The bill shows that no consideration has been paid in any of these conveyances since the original assignment of the Smith mortgage to Austin and Turney, which was paid for out of the trust funds in their hands under the will of Samuel D. Bradford, Sr., whereby the mortgage debt and security became in equity their property as trustees of said estate. Jencks v. Cook,9 R.I. 520; Watson v. Thompson, 12 R.I. 466.

The case then is this: Austin held the estate in trust, subject to the Smith mortgage held by himself and Turney as trustees. Sundry conveyances were then made for the purpose *745 of working a foreclosure of the mortgage under the power of sale and thus creating a title to the whole estate freed from the trusts, under which John H. Bradford contracted to sell the estate to King. Whatever might have been the result of these conveyances had there been an actual sale for value, it is plain that the mere form of a sale and passing of papers did not change the equitable title a whit. Trusts cannot be wiped out in this easy way. What was done, at most, could be nothing more than to transfer the mortgage around through one and another into the place whence it started; into the trust estate under the will of Samuel D. Bradford, Sr.

John H. Bradford has acquired no individual title to the estate which he can convey to another, and therefore he can not require the respondent King to perform the contract made with him individually for the purchase of the estate. But the bill further alleges that, although John H. Bradford took the conveyance to himself, he took and holds the same under the trusts of the will of said Samuel D. Bradford, Sr., and under the agreement of sale in behalf of said trust estate. The trustees, adopting the contract as their own, have also prayed, in case the title is defective, that it may be perfected through a sale under the Smith mortgage, and to this the respondent King and all parties in interest, they being before the court as parties to the suit, assent.

It appears from the bill that the trustees had full power to invest and re-invest under the will, and so had power as trustees to take the mortgage; that they did in fact take it as trustees, although they were not described as such. But it came to them after the death of the testator. The will, therefore, did not impose a trust upon this particular property, but relied upon the accountability of the trustees for the value of the trust estate under the different forms into which it might pass. In such a case, the legal title being in the trustees individually, we think they may proceed to foreclosure even though the will has not been recorded in this State. No question is before us which involves the will or the title to the estate except the power of the trustees, and the *746 admission of this by all parties in interest is sufficient to protect a purchaser at the sale. Read v. Knell, 69 Hun, 541. Whether in any case of sale by trustees under a foreign will it may be necessary to record a copy of the will in this State we need not now decide.
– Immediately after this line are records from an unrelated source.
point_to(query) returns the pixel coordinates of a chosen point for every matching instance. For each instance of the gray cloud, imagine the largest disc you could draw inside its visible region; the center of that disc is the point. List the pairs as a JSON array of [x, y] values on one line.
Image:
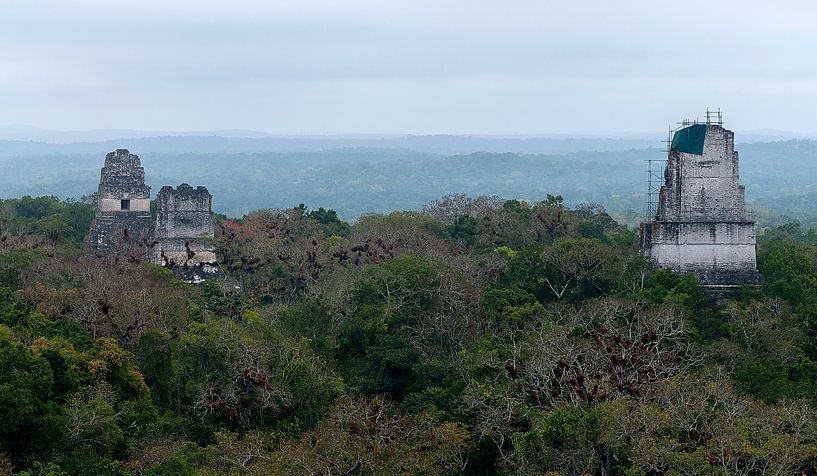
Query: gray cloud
[[406, 67]]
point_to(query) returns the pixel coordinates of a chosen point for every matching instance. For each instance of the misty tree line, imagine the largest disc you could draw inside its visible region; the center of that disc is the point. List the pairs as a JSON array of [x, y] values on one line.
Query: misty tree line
[[479, 336]]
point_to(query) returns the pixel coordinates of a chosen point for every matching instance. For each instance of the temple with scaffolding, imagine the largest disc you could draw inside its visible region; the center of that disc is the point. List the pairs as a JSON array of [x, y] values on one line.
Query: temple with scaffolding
[[699, 222]]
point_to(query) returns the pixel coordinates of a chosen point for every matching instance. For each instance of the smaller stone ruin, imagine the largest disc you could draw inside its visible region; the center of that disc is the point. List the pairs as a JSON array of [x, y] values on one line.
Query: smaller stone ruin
[[184, 229], [701, 225], [182, 236], [122, 217]]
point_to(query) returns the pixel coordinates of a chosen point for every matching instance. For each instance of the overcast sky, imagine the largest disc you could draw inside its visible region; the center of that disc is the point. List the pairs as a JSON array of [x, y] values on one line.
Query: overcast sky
[[499, 67]]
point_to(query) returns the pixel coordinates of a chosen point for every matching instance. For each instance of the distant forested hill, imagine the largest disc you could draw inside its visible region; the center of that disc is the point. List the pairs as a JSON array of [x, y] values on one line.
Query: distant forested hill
[[779, 176]]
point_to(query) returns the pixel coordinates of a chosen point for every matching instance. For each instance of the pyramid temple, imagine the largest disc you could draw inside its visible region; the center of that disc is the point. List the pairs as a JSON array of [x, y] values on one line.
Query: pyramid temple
[[700, 225]]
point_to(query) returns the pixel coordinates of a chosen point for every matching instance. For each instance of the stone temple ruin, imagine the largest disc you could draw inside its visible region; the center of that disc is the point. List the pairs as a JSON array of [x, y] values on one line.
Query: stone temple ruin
[[700, 225], [123, 204], [180, 238]]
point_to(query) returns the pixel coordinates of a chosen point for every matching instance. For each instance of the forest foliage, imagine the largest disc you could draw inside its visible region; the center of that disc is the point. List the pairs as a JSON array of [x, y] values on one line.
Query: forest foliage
[[478, 336]]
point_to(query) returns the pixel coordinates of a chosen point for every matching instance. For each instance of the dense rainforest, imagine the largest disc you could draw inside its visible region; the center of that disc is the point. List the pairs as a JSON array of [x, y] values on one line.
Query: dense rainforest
[[477, 336]]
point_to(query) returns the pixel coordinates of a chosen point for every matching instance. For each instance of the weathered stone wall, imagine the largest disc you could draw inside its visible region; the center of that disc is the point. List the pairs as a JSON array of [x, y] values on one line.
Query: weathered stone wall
[[184, 226], [122, 178], [701, 225], [704, 187]]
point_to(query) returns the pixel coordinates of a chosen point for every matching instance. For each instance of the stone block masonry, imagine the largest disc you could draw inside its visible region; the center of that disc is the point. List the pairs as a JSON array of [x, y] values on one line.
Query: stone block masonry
[[184, 227], [122, 217], [701, 225], [181, 236]]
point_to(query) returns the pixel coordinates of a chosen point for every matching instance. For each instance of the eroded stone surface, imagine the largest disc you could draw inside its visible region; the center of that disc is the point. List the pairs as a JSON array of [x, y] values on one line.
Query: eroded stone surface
[[180, 238], [701, 224], [185, 227], [122, 216]]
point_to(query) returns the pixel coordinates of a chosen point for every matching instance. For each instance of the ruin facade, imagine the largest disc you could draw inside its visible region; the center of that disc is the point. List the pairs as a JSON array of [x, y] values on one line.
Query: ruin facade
[[700, 225], [184, 228], [122, 216], [181, 236]]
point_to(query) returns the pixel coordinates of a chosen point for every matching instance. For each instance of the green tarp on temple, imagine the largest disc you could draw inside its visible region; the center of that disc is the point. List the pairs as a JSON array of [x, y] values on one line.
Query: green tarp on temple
[[690, 139]]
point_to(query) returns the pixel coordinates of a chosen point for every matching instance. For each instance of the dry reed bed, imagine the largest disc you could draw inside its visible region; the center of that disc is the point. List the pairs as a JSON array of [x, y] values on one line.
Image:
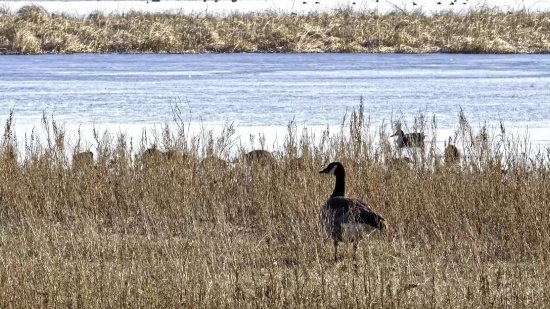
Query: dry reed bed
[[32, 30], [180, 234]]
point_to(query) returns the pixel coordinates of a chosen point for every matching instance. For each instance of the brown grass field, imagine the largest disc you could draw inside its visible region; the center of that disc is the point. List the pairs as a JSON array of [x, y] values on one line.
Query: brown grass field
[[175, 233], [32, 30]]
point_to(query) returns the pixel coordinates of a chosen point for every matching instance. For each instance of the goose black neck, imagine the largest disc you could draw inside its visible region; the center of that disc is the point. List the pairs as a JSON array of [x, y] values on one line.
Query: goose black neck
[[340, 187]]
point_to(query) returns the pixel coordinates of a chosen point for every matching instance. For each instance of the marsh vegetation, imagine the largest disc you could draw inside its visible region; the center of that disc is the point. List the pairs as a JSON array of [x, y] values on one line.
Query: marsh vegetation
[[32, 30], [185, 234]]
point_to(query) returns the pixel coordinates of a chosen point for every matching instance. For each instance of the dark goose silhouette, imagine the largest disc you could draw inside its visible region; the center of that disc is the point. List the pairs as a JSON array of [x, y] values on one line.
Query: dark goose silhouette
[[409, 140], [347, 219]]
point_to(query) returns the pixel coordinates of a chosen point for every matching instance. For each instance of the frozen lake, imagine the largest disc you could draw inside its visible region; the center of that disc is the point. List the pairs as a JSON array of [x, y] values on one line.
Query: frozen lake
[[83, 8], [263, 92]]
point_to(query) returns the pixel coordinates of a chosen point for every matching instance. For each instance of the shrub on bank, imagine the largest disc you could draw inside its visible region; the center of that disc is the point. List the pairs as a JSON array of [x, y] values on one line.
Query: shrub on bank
[[33, 30]]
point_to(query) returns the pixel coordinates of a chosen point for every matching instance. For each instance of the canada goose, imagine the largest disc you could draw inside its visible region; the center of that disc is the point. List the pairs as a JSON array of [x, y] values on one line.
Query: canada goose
[[451, 154], [400, 162], [85, 158], [409, 140], [345, 218], [213, 161], [153, 155]]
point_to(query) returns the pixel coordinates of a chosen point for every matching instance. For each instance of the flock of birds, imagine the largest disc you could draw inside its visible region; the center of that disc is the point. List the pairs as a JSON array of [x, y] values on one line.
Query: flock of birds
[[345, 219]]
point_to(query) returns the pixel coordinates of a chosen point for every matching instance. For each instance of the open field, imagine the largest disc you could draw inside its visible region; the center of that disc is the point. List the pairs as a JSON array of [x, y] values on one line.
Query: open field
[[172, 232], [32, 30]]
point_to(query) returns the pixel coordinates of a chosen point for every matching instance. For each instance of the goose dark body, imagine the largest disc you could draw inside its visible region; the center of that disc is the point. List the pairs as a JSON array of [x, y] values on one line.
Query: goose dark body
[[346, 218], [409, 140]]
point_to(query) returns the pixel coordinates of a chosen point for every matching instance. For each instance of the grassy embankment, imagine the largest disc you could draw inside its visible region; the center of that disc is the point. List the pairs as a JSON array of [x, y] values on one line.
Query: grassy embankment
[[178, 234], [32, 30]]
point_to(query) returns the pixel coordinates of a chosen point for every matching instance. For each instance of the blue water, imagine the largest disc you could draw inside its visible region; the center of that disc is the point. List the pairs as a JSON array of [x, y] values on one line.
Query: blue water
[[272, 89]]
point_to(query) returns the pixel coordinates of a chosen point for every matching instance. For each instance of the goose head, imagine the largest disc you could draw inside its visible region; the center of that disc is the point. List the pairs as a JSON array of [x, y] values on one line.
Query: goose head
[[399, 133]]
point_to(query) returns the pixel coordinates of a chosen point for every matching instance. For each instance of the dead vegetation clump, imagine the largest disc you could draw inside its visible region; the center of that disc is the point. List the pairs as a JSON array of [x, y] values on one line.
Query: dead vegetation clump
[[241, 234], [32, 30]]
We do not think that such a sale can be made under the power of sale in the mortgage, because the present trustees were not the original appointees, nor are they their assigns in the strict sense in which that term should be construed in a power of this kind. Douglas v. Hennessey, 15 R.I. 272. They are the equitable holders of the mortgage under the conveyances which have been made. It did not go to them by operation of law as successors of the original trustees, nor by any direct transfer of interest in the mortgage, but became their equitable property in the way we have stated. The foreclosure, therefore, should be in accordance with the practice in equity, and this may be by strict foreclosure or by sale under the order of the court.